After releasing her debut single “Cola” in 2018, 20-year-old London poet Arlo Parks won the approval of virtually every possible tastemaker. Michelle Obama put her on a playlist; Hayley Wililams nearly included her as a tour opener, and Phoebe Bridgers covered Radiohead’s “Fake Plastic Trees” with Parks on piano and harmonies. While prepping her debut album, Parks collaborated with festival favorites Glass Animals and R&B newcomers MICHELLE. It’s not hard to see why she has so much support; Parks’ songwriting is affectionate and friendly, never straining too hard, always cool and collected. Nearly every song has a message of comfort—on the opener, she sings, “You shouldn’t be afraid to cry in front of me,” while the chorus of “Hope” goes, “You’re not alone/Like you think you are,” over light trip-hop. In a vacuum, any one of these songs are charming, but on Collapsed in Sunbeams, they all blur into a pleasant sort of monotony.
As a songwriter, Parks uses pop culture references and proper nouns as shorthand to set scenes, hoping to build “a complete world that people can immerse themselves in.” This is often endearing; the pre-album single “Cola” mentioned Gerard Way, and the clunkiness of “I’d lick the grief right off your lips/You do your eyes like Robert Smith” on “Black Dog” just makes the song feel more intimate. In a lot of instances, those attempts at immersion get so repetitive that they ironically serve as distractions. There are so many names—Charlie, Caroline, Millie—that it’s hard to keep track, and there are so many references and words of affirmation that it’s hard to remember who said what to whom.
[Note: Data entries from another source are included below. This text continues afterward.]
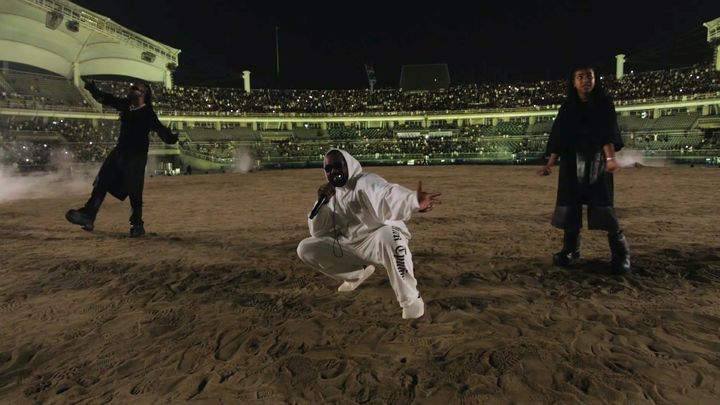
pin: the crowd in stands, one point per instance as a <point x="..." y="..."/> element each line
<point x="675" y="83"/>
<point x="32" y="90"/>
<point x="25" y="141"/>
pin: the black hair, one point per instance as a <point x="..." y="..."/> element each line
<point x="598" y="92"/>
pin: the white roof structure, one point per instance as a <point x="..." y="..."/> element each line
<point x="64" y="38"/>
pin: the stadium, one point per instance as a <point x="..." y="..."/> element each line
<point x="213" y="305"/>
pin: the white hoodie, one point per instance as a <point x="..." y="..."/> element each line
<point x="366" y="203"/>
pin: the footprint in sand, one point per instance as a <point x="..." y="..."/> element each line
<point x="461" y="303"/>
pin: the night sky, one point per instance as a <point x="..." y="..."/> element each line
<point x="326" y="45"/>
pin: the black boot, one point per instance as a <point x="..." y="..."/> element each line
<point x="81" y="217"/>
<point x="620" y="251"/>
<point x="137" y="228"/>
<point x="570" y="253"/>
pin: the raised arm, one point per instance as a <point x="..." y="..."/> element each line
<point x="105" y="98"/>
<point x="164" y="132"/>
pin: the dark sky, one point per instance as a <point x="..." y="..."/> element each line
<point x="326" y="44"/>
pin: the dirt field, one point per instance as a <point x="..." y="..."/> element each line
<point x="213" y="306"/>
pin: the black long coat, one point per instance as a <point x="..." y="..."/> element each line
<point x="579" y="132"/>
<point x="123" y="171"/>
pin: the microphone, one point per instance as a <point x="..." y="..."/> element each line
<point x="317" y="206"/>
<point x="323" y="199"/>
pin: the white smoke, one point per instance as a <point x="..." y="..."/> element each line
<point x="70" y="178"/>
<point x="243" y="160"/>
<point x="634" y="158"/>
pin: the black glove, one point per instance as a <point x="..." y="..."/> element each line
<point x="169" y="137"/>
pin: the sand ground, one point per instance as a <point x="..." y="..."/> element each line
<point x="213" y="306"/>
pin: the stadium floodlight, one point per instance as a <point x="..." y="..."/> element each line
<point x="72" y="26"/>
<point x="53" y="19"/>
<point x="148" y="57"/>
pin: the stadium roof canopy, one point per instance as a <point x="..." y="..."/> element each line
<point x="64" y="38"/>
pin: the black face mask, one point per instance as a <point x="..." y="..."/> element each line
<point x="338" y="180"/>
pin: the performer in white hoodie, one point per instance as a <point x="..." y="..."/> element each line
<point x="360" y="224"/>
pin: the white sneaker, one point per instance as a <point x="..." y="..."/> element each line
<point x="348" y="286"/>
<point x="414" y="310"/>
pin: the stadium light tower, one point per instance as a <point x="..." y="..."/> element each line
<point x="370" y="71"/>
<point x="246" y="80"/>
<point x="714" y="39"/>
<point x="619" y="66"/>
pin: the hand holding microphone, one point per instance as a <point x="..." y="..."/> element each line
<point x="325" y="193"/>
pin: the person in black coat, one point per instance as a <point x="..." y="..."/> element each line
<point x="123" y="172"/>
<point x="585" y="136"/>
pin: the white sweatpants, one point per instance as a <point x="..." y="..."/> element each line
<point x="387" y="247"/>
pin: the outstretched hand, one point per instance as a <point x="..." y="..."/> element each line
<point x="427" y="200"/>
<point x="90" y="85"/>
<point x="611" y="166"/>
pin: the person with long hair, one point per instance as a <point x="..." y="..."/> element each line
<point x="585" y="137"/>
<point x="123" y="172"/>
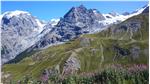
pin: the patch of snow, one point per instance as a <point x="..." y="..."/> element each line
<point x="10" y="14"/>
<point x="54" y="22"/>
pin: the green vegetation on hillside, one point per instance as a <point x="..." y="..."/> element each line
<point x="95" y="53"/>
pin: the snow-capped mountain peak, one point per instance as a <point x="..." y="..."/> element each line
<point x="10" y="14"/>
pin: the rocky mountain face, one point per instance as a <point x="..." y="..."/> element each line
<point x="20" y="30"/>
<point x="124" y="44"/>
<point x="77" y="21"/>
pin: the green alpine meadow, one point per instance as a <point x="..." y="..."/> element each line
<point x="117" y="54"/>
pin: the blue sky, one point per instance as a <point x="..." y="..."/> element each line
<point x="46" y="10"/>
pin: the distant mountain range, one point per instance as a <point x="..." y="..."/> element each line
<point x="83" y="47"/>
<point x="21" y="31"/>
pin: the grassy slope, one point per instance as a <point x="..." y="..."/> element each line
<point x="90" y="61"/>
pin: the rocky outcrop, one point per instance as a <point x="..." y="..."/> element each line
<point x="20" y="30"/>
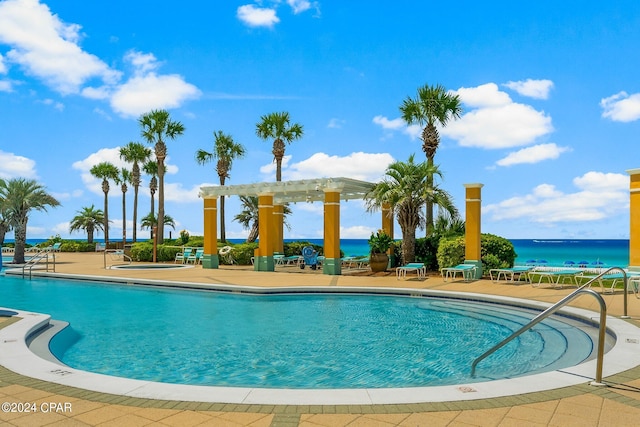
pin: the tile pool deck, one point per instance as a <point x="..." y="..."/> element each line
<point x="580" y="405"/>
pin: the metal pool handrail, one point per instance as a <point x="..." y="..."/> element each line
<point x="553" y="309"/>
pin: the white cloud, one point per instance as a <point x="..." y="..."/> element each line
<point x="270" y="169"/>
<point x="147" y="90"/>
<point x="257" y="17"/>
<point x="47" y="48"/>
<point x="111" y="155"/>
<point x="598" y="196"/>
<point x="362" y="166"/>
<point x="538" y="89"/>
<point x="496" y="121"/>
<point x="621" y="107"/>
<point x="336" y="123"/>
<point x="534" y="154"/>
<point x="13" y="166"/>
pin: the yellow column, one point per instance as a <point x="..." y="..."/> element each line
<point x="264" y="258"/>
<point x="473" y="204"/>
<point x="332" y="263"/>
<point x="278" y="227"/>
<point x="634" y="219"/>
<point x="210" y="256"/>
<point x="387" y="227"/>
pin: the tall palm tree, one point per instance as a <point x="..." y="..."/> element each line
<point x="124" y="178"/>
<point x="19" y="196"/>
<point x="105" y="171"/>
<point x="136" y="153"/>
<point x="225" y="150"/>
<point x="88" y="219"/>
<point x="278" y="126"/>
<point x="249" y="218"/>
<point x="434" y="105"/>
<point x="157" y="126"/>
<point x="151" y="168"/>
<point x="404" y="189"/>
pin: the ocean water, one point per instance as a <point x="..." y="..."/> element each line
<point x="609" y="252"/>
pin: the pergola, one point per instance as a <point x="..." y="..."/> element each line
<point x="271" y="199"/>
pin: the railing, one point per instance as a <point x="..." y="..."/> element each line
<point x="557" y="306"/>
<point x="37" y="259"/>
<point x="115" y="254"/>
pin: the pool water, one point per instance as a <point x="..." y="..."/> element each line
<point x="290" y="341"/>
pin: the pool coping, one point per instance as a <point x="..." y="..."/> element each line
<point x="16" y="356"/>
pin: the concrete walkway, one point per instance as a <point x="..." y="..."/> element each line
<point x="582" y="405"/>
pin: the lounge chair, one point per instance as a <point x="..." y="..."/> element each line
<point x="509" y="274"/>
<point x="555" y="277"/>
<point x="418" y="267"/>
<point x="467" y="271"/>
<point x="196" y="256"/>
<point x="183" y="256"/>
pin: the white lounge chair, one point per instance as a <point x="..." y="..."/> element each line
<point x="467" y="271"/>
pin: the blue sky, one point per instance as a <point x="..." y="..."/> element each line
<point x="550" y="92"/>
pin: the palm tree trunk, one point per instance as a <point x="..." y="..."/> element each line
<point x="106" y="219"/>
<point x="20" y="234"/>
<point x="135" y="214"/>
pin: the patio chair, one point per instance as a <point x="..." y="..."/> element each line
<point x="418" y="267"/>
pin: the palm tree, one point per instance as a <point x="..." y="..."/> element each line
<point x="105" y="171"/>
<point x="150" y="220"/>
<point x="89" y="220"/>
<point x="404" y="189"/>
<point x="277" y="126"/>
<point x="136" y="153"/>
<point x="151" y="168"/>
<point x="225" y="150"/>
<point x="19" y="196"/>
<point x="434" y="105"/>
<point x="249" y="218"/>
<point x="156" y="127"/>
<point x="123" y="178"/>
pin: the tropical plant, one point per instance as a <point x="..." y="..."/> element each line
<point x="157" y="126"/>
<point x="380" y="242"/>
<point x="434" y="105"/>
<point x="403" y="188"/>
<point x="137" y="154"/>
<point x="88" y="219"/>
<point x="105" y="171"/>
<point x="123" y="179"/>
<point x="18" y="197"/>
<point x="225" y="150"/>
<point x="151" y="168"/>
<point x="278" y="126"/>
<point x="249" y="218"/>
<point x="149" y="221"/>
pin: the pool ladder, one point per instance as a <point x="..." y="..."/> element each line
<point x="557" y="306"/>
<point x="37" y="259"/>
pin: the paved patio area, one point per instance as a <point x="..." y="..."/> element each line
<point x="581" y="405"/>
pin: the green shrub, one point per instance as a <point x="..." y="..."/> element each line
<point x="495" y="252"/>
<point x="241" y="253"/>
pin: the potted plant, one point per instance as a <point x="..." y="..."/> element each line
<point x="379" y="244"/>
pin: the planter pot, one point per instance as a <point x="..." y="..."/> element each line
<point x="378" y="262"/>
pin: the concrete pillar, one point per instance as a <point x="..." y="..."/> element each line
<point x="332" y="263"/>
<point x="634" y="219"/>
<point x="210" y="256"/>
<point x="278" y="228"/>
<point x="387" y="227"/>
<point x="473" y="204"/>
<point x="263" y="260"/>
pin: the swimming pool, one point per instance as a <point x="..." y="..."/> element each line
<point x="105" y="317"/>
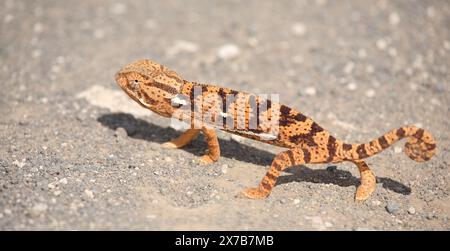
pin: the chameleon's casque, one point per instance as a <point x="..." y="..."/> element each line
<point x="165" y="92"/>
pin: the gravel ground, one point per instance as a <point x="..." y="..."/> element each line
<point x="76" y="153"/>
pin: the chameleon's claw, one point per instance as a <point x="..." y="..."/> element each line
<point x="206" y="159"/>
<point x="170" y="145"/>
<point x="253" y="193"/>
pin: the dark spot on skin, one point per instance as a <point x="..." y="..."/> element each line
<point x="331" y="147"/>
<point x="361" y="150"/>
<point x="306" y="155"/>
<point x="383" y="142"/>
<point x="347" y="147"/>
<point x="291" y="157"/>
<point x="400" y="133"/>
<point x="419" y="134"/>
<point x="271" y="176"/>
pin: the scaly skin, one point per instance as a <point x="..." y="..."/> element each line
<point x="157" y="88"/>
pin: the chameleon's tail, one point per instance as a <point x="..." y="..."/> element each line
<point x="421" y="145"/>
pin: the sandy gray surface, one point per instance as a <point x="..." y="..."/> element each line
<point x="76" y="153"/>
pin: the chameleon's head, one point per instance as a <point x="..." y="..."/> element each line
<point x="150" y="84"/>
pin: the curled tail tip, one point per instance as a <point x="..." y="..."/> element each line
<point x="421" y="145"/>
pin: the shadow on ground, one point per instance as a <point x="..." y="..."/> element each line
<point x="141" y="129"/>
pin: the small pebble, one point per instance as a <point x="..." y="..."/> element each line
<point x="394" y="18"/>
<point x="228" y="51"/>
<point x="182" y="46"/>
<point x="392" y="207"/>
<point x="89" y="193"/>
<point x="38" y="28"/>
<point x="381" y="44"/>
<point x="224" y="168"/>
<point x="120" y="132"/>
<point x="118" y="8"/>
<point x="376" y="203"/>
<point x="63" y="181"/>
<point x="392" y="52"/>
<point x="8" y="18"/>
<point x="431" y="12"/>
<point x="352" y="86"/>
<point x="370" y="93"/>
<point x="348" y="68"/>
<point x="311" y="91"/>
<point x="331" y="168"/>
<point x="298" y="29"/>
<point x="99" y="33"/>
<point x="38" y="209"/>
<point x="19" y="164"/>
<point x="362" y="53"/>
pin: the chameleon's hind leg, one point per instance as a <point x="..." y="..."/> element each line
<point x="368" y="181"/>
<point x="213" y="152"/>
<point x="182" y="140"/>
<point x="283" y="160"/>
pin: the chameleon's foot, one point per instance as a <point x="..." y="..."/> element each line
<point x="206" y="159"/>
<point x="170" y="145"/>
<point x="368" y="182"/>
<point x="254" y="193"/>
<point x="364" y="191"/>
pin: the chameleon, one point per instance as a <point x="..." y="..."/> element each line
<point x="166" y="93"/>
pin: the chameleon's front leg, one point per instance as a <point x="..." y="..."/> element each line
<point x="213" y="152"/>
<point x="183" y="139"/>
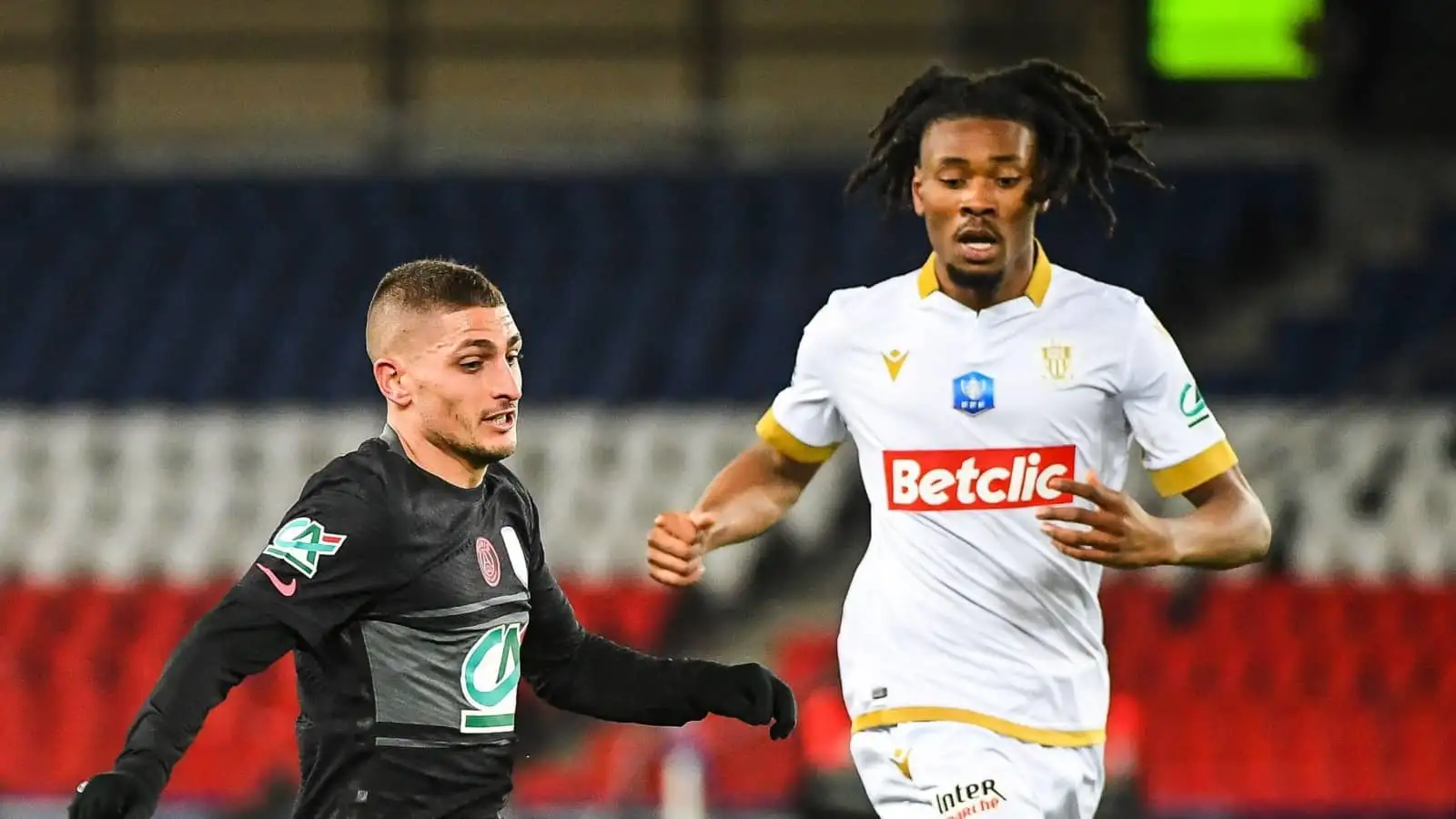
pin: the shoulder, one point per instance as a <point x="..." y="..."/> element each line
<point x="1091" y="299"/>
<point x="351" y="489"/>
<point x="359" y="474"/>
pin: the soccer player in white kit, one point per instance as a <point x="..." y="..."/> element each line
<point x="992" y="397"/>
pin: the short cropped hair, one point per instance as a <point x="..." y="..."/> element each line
<point x="422" y="286"/>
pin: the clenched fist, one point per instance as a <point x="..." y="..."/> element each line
<point x="676" y="547"/>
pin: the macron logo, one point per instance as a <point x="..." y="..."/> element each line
<point x="286" y="589"/>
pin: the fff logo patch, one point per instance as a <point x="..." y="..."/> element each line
<point x="975" y="392"/>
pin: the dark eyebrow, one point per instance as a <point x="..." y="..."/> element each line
<point x="487" y="346"/>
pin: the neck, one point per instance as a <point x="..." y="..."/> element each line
<point x="433" y="458"/>
<point x="1011" y="285"/>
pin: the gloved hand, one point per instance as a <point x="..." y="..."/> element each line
<point x="114" y="794"/>
<point x="747" y="693"/>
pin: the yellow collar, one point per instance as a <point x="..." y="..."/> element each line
<point x="1036" y="288"/>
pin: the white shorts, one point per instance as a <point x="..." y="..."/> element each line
<point x="957" y="771"/>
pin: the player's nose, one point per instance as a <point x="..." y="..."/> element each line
<point x="979" y="198"/>
<point x="504" y="383"/>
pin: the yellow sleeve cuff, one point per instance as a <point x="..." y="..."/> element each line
<point x="1200" y="468"/>
<point x="790" y="446"/>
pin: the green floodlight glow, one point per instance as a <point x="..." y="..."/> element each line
<point x="1230" y="40"/>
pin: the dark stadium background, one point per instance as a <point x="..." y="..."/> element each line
<point x="197" y="198"/>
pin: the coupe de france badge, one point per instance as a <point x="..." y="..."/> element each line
<point x="975" y="392"/>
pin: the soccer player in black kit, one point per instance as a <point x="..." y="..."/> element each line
<point x="411" y="586"/>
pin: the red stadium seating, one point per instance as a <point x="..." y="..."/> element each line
<point x="77" y="661"/>
<point x="1274" y="697"/>
<point x="1278" y="695"/>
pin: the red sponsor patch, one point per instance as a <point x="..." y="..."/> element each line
<point x="963" y="480"/>
<point x="490" y="561"/>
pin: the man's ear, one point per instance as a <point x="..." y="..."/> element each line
<point x="392" y="382"/>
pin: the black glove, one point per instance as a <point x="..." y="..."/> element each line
<point x="114" y="794"/>
<point x="749" y="694"/>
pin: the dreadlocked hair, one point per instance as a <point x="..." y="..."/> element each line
<point x="1077" y="145"/>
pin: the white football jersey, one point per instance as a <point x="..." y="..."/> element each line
<point x="961" y="608"/>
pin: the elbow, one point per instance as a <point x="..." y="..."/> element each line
<point x="1257" y="535"/>
<point x="1261" y="535"/>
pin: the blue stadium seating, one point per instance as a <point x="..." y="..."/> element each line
<point x="652" y="286"/>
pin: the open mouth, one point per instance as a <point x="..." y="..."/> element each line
<point x="501" y="421"/>
<point x="977" y="245"/>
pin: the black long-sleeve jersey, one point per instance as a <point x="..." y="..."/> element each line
<point x="412" y="608"/>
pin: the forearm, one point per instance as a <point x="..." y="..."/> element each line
<point x="752" y="494"/>
<point x="612" y="682"/>
<point x="1223" y="533"/>
<point x="229" y="643"/>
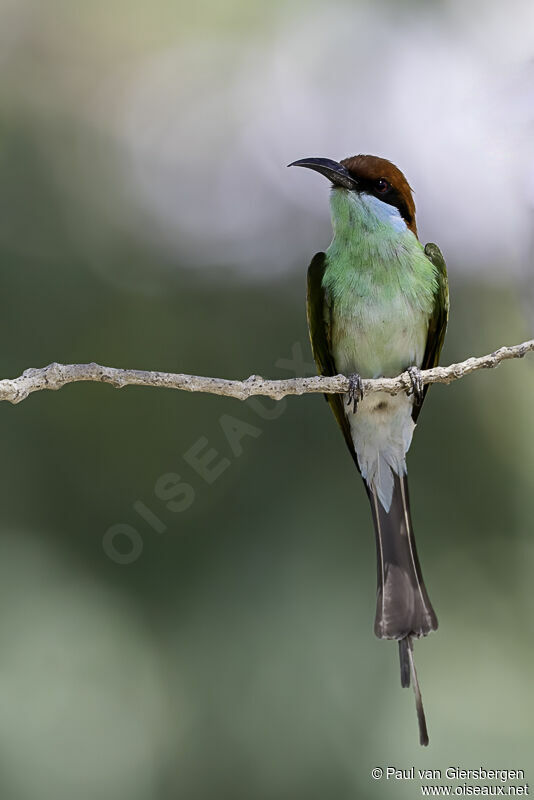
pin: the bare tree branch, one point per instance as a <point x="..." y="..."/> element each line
<point x="57" y="375"/>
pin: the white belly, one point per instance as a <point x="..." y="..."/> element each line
<point x="382" y="430"/>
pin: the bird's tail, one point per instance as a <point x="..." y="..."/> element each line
<point x="403" y="609"/>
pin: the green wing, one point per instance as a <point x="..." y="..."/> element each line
<point x="440" y="315"/>
<point x="319" y="313"/>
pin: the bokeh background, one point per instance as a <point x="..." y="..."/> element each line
<point x="166" y="633"/>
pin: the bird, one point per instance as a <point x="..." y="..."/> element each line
<point x="378" y="306"/>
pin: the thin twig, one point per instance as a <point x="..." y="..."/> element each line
<point x="57" y="375"/>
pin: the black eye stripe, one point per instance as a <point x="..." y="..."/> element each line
<point x="391" y="196"/>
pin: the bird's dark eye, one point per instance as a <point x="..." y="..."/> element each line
<point x="382" y="186"/>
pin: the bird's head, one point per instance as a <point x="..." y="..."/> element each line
<point x="368" y="177"/>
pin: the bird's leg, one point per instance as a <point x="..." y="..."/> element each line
<point x="417" y="384"/>
<point x="355" y="392"/>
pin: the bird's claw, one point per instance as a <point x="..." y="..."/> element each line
<point x="355" y="392"/>
<point x="417" y="384"/>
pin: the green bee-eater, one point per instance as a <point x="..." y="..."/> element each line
<point x="378" y="305"/>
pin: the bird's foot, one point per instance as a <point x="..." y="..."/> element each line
<point x="417" y="384"/>
<point x="355" y="392"/>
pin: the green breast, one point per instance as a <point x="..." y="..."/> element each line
<point x="380" y="286"/>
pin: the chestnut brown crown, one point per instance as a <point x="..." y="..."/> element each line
<point x="384" y="180"/>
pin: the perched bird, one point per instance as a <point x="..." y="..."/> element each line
<point x="378" y="305"/>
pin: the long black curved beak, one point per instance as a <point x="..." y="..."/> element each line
<point x="333" y="170"/>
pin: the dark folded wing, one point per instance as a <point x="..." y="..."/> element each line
<point x="440" y="315"/>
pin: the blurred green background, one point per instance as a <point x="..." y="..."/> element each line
<point x="147" y="221"/>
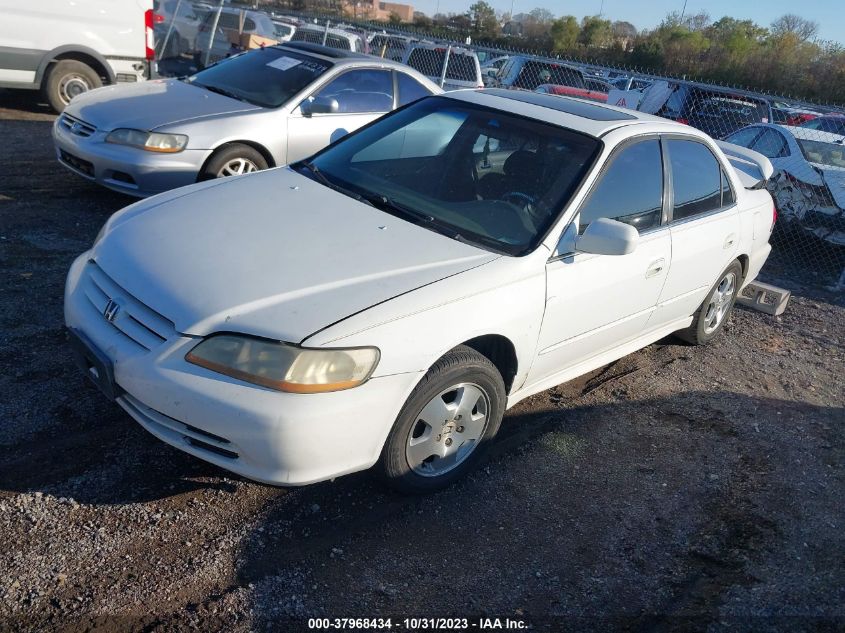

It doesn’t help that songs like “Hurt” (the Charlie one) are aimless sketches about aimless characters, where the point is that the references and platitudes don’t add up to anything.
Parks’ eclectic influences show up in her lyrics (Thom Yorke, Nujabes, and Jai Paul all get name-drops), but not her music. Whether the producer is Paul Epworth or usual collaborator Gianluca Buccellati, everything sounds too sweet. Every other song has a dry drum kit with atmospheric vinyl cracks and floaty keyboards. Even the moments that change things up feel undercooked: “Just Go” is extremely light disco, while “Porta 400” opens with a string sample that almost immediately disappears in the mix. The distorted bass of “For Violet” sounds like it might lead to something darker, worthy of the Massive Attack on Parks’ playlist, but within 45 seconds Parks is back to geniality: “Wait/You know when college starts again you’ll manage!”
“Violet” is one of a handful of moments where the comforting atmosphere starts to crack—it hints at a more compelling album actively at war with its own themes. The breakthrough “Dog” depicts helping someone through a mental health crisis (“At least I know that you are trying/But that’s what makes it terrifying”), but on “Violet,” she gives up on helping, instead repeating, “Nothing’s changing and I can’t do this, I can’t do this.” The best songs flip the formula altogether, finding universality in specific themes instead of dressing up universal themes in specific imagery. Early single “Eugene” adds a layer of complexity and heartbreak to a traditional pop subject: Parks’ character falls for a straight girl, a painful variation on unrequited love where reciprocation is inherently impossible. On “Green Eyes,” the love is reciprocated, but ends after two months in fear of homophobic attacks. When Parks inevitably offers a platitude—“You gotta trust how you feel inside and shine”—there are actual stakes to give those lines some meaning.
Repeated listens further reveal the weight missing from the production and melodies: When she stands up for herself on penultimate track “Bluish,” there are few pop-culture references or proper nouns, just simple and effective lines like “never had the chance to miss you” and “please let me out of you.” Sunbeams could use more of that directness. Otherwise, it’s easy to imagine someone walking into a coffee shop, nodding their head to the supportive chorus wafting over the speakers, and never thinking about it again.